Building and Testing Templates with the Annotator

When creating new templates it it is useful to use the annotator to test and validate the fields and their expressions. The below snippet will use the annotator to process records in real time with the template fields.

require(quartzbio.edp)

# Get records from dataset
dataset <- Dataset.get_or_create_by_full_path(dataset_full_path)
records <- dataset.query()

# Load files from a template
template <- DatasetTemplate.retrieve(template_id)
fields <- template$fieldsAnnotator.annotate(records = records, fields = fields)

API Endpoints

Methods do not accept URL parameters or request bodies unless specified. Please note that if your EDP endpoint is sponsor.edp.aws.quartz.bio, you would use sponsor.api.edp.aws.quartz.bio.

Dataset Templates

Method HTTP Request Description Authorization Response
create POST https:///v2/dataset_templates Create a dataset template. This request requires an authorized user with appropriate permissions. The response contains the new DatasetTemplate resource.

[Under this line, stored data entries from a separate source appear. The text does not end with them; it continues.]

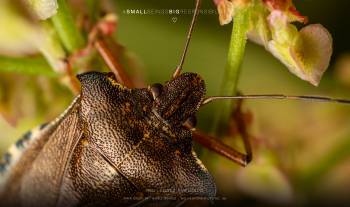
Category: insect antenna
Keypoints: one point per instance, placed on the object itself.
(277, 96)
(189, 35)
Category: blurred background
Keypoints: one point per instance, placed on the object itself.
(301, 149)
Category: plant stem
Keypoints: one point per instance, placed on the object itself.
(26, 65)
(66, 28)
(232, 71)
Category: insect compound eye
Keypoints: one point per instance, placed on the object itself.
(191, 122)
(156, 90)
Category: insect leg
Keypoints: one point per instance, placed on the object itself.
(222, 149)
(219, 147)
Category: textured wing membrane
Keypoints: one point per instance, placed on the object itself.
(37, 176)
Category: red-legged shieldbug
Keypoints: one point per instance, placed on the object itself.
(117, 145)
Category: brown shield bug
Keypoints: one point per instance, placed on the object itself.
(117, 145)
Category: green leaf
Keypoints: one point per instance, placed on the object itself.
(66, 28)
(29, 66)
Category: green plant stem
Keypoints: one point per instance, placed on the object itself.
(66, 28)
(232, 71)
(27, 65)
(310, 177)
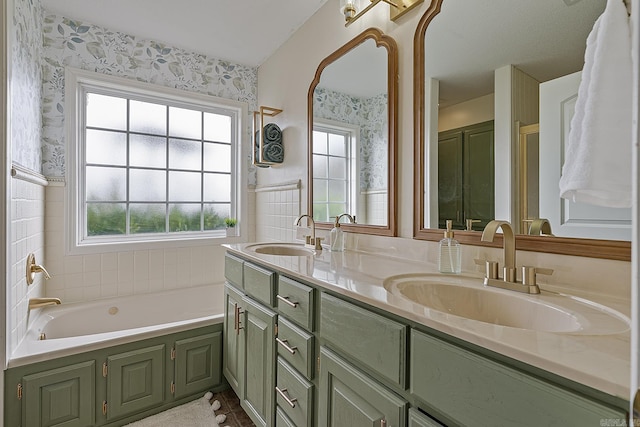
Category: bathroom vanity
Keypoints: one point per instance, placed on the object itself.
(318, 339)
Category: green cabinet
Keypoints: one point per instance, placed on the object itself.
(469, 389)
(258, 391)
(60, 397)
(348, 397)
(115, 385)
(466, 175)
(233, 348)
(135, 381)
(197, 363)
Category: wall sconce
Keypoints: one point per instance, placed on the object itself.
(397, 8)
(267, 144)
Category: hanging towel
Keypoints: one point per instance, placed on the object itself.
(597, 167)
(272, 147)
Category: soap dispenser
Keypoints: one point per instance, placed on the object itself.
(449, 256)
(336, 237)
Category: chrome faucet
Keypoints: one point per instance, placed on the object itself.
(528, 284)
(43, 302)
(310, 241)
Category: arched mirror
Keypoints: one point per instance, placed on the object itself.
(482, 148)
(352, 106)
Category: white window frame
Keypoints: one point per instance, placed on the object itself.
(353, 156)
(76, 84)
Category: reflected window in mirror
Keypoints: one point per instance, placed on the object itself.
(352, 135)
(334, 164)
(491, 61)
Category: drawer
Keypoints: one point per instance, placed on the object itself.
(473, 390)
(418, 419)
(296, 347)
(294, 395)
(259, 282)
(374, 341)
(233, 269)
(282, 420)
(295, 301)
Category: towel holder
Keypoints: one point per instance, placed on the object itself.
(258, 129)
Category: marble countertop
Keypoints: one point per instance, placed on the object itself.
(600, 361)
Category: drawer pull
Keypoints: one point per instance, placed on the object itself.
(236, 318)
(291, 402)
(286, 300)
(285, 344)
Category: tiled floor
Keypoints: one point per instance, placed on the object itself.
(230, 406)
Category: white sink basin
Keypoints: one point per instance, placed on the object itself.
(467, 297)
(280, 249)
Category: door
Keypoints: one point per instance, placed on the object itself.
(350, 398)
(569, 219)
(258, 389)
(135, 381)
(60, 397)
(233, 348)
(197, 364)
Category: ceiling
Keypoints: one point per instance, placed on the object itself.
(468, 40)
(242, 31)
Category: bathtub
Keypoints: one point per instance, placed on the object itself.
(74, 328)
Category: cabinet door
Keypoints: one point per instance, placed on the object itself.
(198, 364)
(478, 174)
(350, 398)
(233, 349)
(60, 397)
(450, 178)
(258, 390)
(135, 381)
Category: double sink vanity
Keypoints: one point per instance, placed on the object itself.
(320, 338)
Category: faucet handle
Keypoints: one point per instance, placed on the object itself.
(318, 243)
(529, 274)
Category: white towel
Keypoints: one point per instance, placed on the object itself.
(597, 168)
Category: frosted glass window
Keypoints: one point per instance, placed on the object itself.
(106, 147)
(217, 157)
(147, 218)
(217, 128)
(152, 165)
(185, 154)
(184, 186)
(184, 217)
(214, 214)
(185, 123)
(108, 112)
(334, 183)
(147, 151)
(217, 187)
(147, 185)
(106, 184)
(146, 117)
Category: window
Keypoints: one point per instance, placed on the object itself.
(334, 170)
(148, 163)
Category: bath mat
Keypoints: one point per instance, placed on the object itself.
(199, 413)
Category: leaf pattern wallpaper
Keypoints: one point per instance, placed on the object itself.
(26, 84)
(70, 43)
(370, 114)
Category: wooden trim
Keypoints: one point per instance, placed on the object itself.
(392, 86)
(606, 249)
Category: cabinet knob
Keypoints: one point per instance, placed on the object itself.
(283, 393)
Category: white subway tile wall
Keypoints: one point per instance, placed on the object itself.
(86, 277)
(27, 236)
(279, 208)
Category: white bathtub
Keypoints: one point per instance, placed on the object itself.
(79, 327)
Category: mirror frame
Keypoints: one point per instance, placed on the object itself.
(388, 43)
(606, 249)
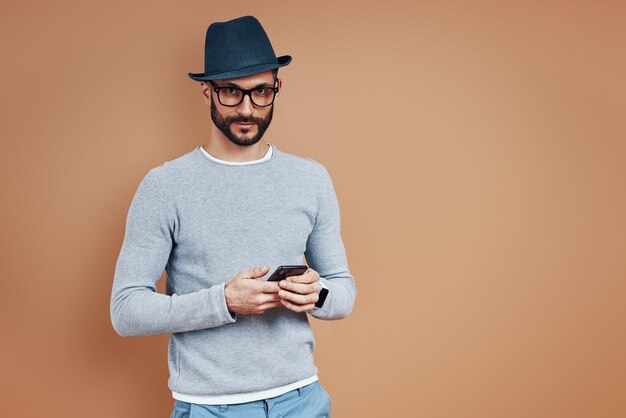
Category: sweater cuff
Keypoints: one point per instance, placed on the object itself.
(217, 305)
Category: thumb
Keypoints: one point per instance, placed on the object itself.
(255, 272)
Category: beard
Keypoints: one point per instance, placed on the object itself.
(223, 124)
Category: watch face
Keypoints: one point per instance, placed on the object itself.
(322, 298)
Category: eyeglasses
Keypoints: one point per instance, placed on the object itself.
(231, 96)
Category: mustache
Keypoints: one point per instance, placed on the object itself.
(243, 119)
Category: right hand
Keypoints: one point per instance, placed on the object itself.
(247, 295)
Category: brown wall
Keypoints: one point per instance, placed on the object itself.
(478, 150)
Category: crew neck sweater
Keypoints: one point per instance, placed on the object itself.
(202, 220)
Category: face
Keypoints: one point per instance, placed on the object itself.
(245, 123)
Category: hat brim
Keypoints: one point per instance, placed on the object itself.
(242, 72)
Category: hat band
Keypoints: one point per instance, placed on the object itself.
(225, 70)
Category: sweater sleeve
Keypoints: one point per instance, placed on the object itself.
(136, 307)
(326, 254)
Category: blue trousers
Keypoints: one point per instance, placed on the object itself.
(310, 401)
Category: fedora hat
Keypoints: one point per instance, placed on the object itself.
(237, 48)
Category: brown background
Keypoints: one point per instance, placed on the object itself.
(478, 150)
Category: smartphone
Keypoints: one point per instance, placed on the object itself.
(283, 272)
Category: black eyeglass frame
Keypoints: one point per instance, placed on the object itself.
(246, 92)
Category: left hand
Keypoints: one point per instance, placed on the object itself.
(299, 293)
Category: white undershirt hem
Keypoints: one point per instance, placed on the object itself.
(243, 397)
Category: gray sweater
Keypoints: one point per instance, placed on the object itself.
(202, 222)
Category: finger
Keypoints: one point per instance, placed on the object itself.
(267, 287)
(270, 305)
(298, 299)
(255, 272)
(309, 276)
(297, 308)
(301, 288)
(267, 298)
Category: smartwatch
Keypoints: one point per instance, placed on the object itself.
(322, 297)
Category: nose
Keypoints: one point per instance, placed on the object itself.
(245, 107)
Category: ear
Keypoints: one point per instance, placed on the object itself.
(206, 92)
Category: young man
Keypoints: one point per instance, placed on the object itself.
(220, 219)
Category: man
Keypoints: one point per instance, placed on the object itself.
(220, 219)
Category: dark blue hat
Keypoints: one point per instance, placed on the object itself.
(237, 48)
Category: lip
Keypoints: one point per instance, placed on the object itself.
(244, 125)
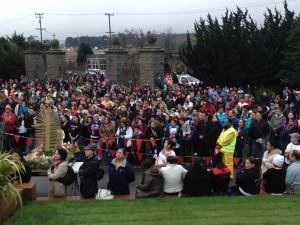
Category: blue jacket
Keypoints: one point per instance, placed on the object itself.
(120, 178)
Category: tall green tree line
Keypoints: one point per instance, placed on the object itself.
(236, 51)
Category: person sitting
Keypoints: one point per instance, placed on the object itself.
(161, 160)
(152, 182)
(173, 175)
(25, 174)
(58, 169)
(274, 177)
(267, 160)
(248, 180)
(120, 174)
(196, 181)
(88, 172)
(219, 176)
(292, 179)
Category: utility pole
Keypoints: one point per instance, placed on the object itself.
(39, 15)
(109, 15)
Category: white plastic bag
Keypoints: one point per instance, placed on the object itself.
(104, 194)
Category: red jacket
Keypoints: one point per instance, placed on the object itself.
(9, 120)
(211, 108)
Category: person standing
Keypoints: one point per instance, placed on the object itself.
(227, 142)
(88, 172)
(173, 175)
(75, 132)
(9, 119)
(267, 160)
(120, 174)
(204, 135)
(161, 160)
(248, 180)
(58, 169)
(21, 126)
(196, 182)
(152, 182)
(2, 132)
(258, 131)
(124, 131)
(274, 178)
(241, 139)
(275, 123)
(292, 179)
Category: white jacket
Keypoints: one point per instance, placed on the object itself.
(173, 175)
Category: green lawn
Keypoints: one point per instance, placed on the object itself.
(213, 210)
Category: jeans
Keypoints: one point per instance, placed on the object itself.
(79, 156)
(259, 148)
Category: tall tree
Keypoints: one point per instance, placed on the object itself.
(290, 74)
(237, 50)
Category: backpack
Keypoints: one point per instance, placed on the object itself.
(69, 178)
(100, 173)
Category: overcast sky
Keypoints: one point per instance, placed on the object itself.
(73, 18)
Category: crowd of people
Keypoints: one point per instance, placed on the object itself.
(186, 121)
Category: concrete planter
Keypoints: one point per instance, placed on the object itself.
(7, 208)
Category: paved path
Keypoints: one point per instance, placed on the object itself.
(42, 182)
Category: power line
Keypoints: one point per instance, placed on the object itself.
(15, 20)
(39, 15)
(110, 32)
(215, 9)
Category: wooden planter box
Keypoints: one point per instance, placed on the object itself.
(7, 208)
(39, 172)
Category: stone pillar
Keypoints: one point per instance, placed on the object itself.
(116, 58)
(55, 61)
(151, 63)
(34, 64)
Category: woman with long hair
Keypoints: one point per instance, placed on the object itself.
(21, 126)
(124, 132)
(58, 169)
(219, 176)
(161, 160)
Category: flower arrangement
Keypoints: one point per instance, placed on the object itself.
(39, 159)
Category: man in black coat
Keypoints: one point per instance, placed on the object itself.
(204, 136)
(88, 172)
(258, 131)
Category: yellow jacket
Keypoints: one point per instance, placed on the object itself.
(227, 140)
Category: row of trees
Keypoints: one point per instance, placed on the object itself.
(236, 50)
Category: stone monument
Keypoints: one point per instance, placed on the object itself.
(35, 64)
(55, 60)
(116, 58)
(151, 61)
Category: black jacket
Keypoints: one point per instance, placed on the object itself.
(249, 180)
(87, 174)
(258, 129)
(196, 183)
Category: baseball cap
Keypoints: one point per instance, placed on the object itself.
(295, 135)
(278, 160)
(91, 146)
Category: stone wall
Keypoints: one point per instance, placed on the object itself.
(151, 63)
(56, 65)
(116, 58)
(34, 64)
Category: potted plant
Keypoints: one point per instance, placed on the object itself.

Request Body: In the request body, provide an object with the following properties:

Property Value Description
name string A short name for the new template.
description string A description for the template.
fields objects A list of valid dataset fields.
version string A string representing a template version (no spaces).
template_type string The type of template: dataset, recipe or search.
is_public boolean True if visible to anyone in a user’s organization (default False).
annotator_params object (optional) Configuration parameters for the Annotator.
entity_params object (optional) Configuration parameters for entity detection.
reader_params object (optional) Configuration parameters for readers.
validation_params object (optional) Configuration parameters for validation.
Method HTTP Request Description Authorization Response
delete DELETE https:///v2/dataset_templates/{ID} Delete a dataset template. This request requires an authorized user with write permissions on the resource. The response returns “HTTP 200 OK” when successful.
Method HTTP Request Description Authorization Response
generate GET https:///v2/datasets/{DATASET_ID}/template Create a dataset template from an existing dataset. This request requires an authorized user with permission. The response contains an unsaved DatasetTemplate object for the specified dataset.
Method HTTP Request Description Authorization Response
get GET https:///v2/dataset_templates/{ID} Retrieve a dataset template. This request requires an authorized user with permission. The response contains a DatasetTemplate resource.
Method HTTP Request Description Authorization Response
list GET https:///v2/dataset_templates Retrieve a list of available dataset templates. This request requires an authorized user with read permission. The response contains a list of resources visible to the requesting user.

Parameters This request accepts the following parameters:

Property Value Description
limit integer The number of objects to return per page.
offset integer The offset within the list of available objects.